Many other species will face increasing problems finding food or surviving, it says, quoting a report by the World Wildlife Fund (WWF) on the effects of a climate breakdown.

In the UK, mountain hares, bumblebees and bluebells are already feeling the heat while elsewhere, wildlife, including leatherback turtles, monkeys in the Amazon, corals and hippos are all under threat, the report says.

Emperor penguin colonies in Antarctica face a bleak future in the face of ice loss without action to curb emissions, the report notes.

These creatures are well adapted to thrive in the freezing conditions of the Antarctic but climate change, due to changes in the sea, is one of the biggest threats they face.

Populations have declined by up to 50 per cent in some places, and one colony off the Antarctic Peninsula has disappeared completely, the WWF says on its website.

These birds are the biggest of the 18 species of penguins found today, and one of the largest of all birds.
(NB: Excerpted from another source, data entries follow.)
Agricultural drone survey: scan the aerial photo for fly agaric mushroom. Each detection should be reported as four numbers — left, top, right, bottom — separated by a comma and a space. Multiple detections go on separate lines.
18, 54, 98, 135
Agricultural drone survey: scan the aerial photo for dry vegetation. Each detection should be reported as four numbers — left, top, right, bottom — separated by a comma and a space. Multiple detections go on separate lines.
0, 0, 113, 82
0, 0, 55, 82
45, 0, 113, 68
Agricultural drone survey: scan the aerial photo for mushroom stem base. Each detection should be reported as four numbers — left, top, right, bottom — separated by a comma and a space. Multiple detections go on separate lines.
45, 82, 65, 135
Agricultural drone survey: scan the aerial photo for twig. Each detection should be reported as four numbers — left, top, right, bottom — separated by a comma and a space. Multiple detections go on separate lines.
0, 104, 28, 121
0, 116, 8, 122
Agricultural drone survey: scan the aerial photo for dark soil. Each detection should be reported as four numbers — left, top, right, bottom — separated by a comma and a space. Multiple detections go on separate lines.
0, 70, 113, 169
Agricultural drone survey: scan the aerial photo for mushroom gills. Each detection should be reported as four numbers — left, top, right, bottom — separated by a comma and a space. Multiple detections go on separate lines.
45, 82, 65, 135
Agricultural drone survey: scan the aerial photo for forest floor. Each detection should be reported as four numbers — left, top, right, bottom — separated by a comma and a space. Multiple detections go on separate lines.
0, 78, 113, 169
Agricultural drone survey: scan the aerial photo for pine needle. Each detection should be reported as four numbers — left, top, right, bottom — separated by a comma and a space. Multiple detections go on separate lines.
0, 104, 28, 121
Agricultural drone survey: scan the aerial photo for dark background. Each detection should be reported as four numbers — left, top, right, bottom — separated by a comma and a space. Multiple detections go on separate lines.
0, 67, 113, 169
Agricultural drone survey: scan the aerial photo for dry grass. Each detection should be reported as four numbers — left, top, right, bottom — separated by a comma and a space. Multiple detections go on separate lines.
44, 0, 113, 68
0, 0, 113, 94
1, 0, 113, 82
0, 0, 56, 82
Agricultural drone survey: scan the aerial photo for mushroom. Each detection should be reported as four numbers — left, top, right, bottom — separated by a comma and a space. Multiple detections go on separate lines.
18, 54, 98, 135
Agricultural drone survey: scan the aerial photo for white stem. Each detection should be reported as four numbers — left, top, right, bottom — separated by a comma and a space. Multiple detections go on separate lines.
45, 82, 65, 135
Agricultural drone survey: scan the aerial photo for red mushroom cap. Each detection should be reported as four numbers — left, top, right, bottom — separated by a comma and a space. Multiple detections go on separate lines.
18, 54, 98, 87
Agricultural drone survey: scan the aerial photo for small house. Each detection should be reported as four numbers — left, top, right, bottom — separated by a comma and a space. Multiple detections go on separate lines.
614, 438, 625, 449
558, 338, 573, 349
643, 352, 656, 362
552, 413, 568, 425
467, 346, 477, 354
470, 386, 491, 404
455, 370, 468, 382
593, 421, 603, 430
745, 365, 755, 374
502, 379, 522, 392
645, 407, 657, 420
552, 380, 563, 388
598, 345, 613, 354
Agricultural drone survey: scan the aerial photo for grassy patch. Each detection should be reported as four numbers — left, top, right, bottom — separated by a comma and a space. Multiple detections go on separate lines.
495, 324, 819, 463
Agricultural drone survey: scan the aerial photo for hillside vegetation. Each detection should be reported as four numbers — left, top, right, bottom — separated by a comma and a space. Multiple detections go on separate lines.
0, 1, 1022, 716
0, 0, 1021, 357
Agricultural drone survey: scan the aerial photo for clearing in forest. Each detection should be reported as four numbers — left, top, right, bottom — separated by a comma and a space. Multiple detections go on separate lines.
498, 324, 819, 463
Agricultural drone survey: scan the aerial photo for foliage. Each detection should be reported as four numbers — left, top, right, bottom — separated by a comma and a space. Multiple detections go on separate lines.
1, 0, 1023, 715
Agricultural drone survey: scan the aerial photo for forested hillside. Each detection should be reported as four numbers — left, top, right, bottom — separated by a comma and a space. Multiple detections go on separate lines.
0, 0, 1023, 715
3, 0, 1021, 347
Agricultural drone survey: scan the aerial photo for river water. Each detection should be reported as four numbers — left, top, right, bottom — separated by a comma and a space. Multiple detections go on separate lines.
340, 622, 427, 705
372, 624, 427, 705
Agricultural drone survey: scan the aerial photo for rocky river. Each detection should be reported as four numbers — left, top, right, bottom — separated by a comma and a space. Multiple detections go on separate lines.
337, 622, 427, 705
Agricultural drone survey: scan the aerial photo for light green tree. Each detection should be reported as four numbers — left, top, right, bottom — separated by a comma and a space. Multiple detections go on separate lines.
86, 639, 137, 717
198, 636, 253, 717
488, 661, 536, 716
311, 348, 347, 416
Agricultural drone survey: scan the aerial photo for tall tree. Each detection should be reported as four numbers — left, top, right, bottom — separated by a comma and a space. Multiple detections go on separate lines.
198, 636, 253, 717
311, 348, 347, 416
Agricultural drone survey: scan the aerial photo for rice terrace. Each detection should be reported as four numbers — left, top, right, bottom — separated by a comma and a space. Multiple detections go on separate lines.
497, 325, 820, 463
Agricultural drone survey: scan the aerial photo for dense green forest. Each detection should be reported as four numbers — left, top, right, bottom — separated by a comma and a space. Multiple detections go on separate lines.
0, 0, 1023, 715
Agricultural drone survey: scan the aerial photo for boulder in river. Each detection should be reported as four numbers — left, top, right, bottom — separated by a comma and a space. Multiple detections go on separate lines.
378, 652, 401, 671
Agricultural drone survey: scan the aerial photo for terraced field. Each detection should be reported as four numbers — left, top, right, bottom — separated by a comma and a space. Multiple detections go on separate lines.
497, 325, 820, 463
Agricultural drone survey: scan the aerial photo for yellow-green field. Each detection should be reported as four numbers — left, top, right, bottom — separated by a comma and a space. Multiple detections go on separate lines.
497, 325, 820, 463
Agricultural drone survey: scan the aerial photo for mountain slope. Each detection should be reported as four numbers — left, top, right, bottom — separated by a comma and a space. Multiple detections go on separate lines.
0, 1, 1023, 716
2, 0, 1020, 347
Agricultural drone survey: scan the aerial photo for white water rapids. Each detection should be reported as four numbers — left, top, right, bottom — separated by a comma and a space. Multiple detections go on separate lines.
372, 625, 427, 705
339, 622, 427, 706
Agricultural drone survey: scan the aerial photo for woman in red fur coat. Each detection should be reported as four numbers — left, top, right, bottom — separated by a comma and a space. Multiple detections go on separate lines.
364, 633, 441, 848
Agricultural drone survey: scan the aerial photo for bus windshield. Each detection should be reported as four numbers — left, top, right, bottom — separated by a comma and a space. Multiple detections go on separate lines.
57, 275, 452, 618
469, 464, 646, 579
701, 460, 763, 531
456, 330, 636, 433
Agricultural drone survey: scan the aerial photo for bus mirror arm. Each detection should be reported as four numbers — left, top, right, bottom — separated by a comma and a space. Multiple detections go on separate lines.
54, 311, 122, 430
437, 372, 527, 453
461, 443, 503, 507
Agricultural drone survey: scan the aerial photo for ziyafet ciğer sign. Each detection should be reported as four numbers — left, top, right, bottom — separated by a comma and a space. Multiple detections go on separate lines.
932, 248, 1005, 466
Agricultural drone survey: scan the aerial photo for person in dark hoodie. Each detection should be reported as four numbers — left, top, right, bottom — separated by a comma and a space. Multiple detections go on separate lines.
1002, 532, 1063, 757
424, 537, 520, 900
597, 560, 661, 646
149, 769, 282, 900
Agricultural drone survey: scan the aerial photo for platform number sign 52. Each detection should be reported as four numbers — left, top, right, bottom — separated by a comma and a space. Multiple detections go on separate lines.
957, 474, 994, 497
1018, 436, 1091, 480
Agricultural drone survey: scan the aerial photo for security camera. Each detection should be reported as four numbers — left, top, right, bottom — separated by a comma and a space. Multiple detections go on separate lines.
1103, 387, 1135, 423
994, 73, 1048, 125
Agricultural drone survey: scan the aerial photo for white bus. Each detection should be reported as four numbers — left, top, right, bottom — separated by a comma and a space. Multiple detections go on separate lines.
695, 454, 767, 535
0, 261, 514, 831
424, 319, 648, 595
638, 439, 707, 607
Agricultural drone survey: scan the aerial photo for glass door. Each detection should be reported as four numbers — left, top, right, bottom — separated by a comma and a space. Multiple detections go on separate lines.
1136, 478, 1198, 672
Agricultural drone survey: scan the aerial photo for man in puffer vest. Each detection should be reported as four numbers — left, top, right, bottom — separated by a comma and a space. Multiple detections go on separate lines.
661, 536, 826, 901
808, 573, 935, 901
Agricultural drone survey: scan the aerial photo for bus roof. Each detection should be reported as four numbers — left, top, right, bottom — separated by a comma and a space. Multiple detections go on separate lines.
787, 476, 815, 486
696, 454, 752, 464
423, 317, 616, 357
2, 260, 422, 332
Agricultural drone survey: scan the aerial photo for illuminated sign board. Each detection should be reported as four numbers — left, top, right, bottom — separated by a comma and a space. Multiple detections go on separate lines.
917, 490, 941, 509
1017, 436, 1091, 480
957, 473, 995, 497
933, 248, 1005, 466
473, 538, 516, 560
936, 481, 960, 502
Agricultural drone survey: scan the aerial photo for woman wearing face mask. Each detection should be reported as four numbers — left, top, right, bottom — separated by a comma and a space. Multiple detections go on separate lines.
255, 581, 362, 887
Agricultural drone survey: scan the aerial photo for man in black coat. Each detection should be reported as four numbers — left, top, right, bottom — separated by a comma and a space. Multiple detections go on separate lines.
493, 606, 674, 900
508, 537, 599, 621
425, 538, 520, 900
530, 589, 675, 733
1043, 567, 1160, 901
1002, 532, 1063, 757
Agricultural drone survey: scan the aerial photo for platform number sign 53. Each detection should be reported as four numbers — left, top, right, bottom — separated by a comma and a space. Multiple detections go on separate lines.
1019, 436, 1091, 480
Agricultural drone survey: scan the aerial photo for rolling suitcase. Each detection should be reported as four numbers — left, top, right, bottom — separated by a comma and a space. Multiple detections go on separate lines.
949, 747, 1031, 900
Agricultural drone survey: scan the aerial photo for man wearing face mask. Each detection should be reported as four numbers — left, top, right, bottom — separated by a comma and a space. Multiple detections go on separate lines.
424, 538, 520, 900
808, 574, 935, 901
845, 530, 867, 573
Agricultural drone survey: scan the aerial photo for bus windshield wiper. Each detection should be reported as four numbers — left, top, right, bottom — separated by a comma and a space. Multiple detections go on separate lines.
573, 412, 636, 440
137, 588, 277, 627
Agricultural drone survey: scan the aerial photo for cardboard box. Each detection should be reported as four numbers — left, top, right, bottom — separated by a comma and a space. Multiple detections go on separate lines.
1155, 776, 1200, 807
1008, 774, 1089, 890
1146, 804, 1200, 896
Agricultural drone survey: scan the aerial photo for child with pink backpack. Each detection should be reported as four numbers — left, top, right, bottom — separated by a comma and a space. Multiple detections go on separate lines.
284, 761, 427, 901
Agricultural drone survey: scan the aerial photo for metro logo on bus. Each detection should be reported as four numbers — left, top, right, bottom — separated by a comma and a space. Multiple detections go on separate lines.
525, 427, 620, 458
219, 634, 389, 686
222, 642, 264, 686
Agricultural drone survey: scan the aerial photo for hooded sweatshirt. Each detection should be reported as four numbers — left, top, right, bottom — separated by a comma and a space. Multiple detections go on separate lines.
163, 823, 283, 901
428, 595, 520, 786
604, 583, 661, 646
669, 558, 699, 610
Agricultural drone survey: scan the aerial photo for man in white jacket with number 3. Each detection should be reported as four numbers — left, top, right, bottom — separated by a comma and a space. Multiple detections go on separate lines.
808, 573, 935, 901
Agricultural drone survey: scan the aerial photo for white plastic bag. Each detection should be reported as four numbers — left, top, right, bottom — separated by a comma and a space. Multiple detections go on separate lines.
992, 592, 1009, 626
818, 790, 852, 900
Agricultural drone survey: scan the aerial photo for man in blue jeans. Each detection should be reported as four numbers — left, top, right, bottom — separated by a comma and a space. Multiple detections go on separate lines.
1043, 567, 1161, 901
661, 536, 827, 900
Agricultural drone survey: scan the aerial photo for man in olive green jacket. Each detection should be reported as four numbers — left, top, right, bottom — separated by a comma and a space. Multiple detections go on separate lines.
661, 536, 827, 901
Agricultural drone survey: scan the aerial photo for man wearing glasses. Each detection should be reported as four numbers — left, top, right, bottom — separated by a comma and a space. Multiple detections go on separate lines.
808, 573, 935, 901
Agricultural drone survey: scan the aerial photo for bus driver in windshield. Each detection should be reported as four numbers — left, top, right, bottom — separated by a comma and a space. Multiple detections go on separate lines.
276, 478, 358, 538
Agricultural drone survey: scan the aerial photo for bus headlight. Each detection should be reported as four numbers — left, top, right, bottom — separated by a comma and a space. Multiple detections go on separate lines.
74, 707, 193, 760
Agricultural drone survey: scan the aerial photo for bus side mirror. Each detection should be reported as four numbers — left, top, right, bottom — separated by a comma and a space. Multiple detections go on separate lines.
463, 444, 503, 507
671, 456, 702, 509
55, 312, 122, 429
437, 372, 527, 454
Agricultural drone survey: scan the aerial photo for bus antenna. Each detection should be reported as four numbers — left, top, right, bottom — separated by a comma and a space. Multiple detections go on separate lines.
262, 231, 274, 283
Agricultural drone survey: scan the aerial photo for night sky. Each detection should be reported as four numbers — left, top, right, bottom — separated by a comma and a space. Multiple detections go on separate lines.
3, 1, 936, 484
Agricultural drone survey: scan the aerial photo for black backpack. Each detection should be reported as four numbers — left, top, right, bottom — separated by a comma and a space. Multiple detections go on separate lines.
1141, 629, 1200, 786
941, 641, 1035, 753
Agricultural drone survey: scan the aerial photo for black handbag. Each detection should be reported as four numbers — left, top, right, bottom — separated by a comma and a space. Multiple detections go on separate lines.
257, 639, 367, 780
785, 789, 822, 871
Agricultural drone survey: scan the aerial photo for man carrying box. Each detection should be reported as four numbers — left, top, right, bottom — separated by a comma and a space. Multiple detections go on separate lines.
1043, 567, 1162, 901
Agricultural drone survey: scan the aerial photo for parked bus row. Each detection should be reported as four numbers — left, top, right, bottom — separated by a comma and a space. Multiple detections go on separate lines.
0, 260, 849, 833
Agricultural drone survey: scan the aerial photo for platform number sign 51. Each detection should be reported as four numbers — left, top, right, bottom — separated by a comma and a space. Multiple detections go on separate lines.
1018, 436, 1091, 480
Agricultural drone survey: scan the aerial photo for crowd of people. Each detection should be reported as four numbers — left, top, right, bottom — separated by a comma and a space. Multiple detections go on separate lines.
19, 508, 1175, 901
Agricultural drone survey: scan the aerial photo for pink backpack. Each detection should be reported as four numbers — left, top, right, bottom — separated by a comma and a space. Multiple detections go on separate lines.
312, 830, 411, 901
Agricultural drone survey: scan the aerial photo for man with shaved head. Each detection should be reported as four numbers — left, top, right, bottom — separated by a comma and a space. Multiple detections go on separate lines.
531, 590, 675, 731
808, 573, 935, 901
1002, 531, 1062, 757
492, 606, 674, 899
Puffins in the UK are also facing increasing threats from warming seas, notes the Guardian. Sand eels form a large part of the seabird's diet, and the sand eels depend on crustaceans called copepods.

Now, however, warming seas mean copepods are blooming before the sand eels hatch. As the sand eels miss out on their meals, there are fewer for puffins to catch, and entire colonies can fail as a result.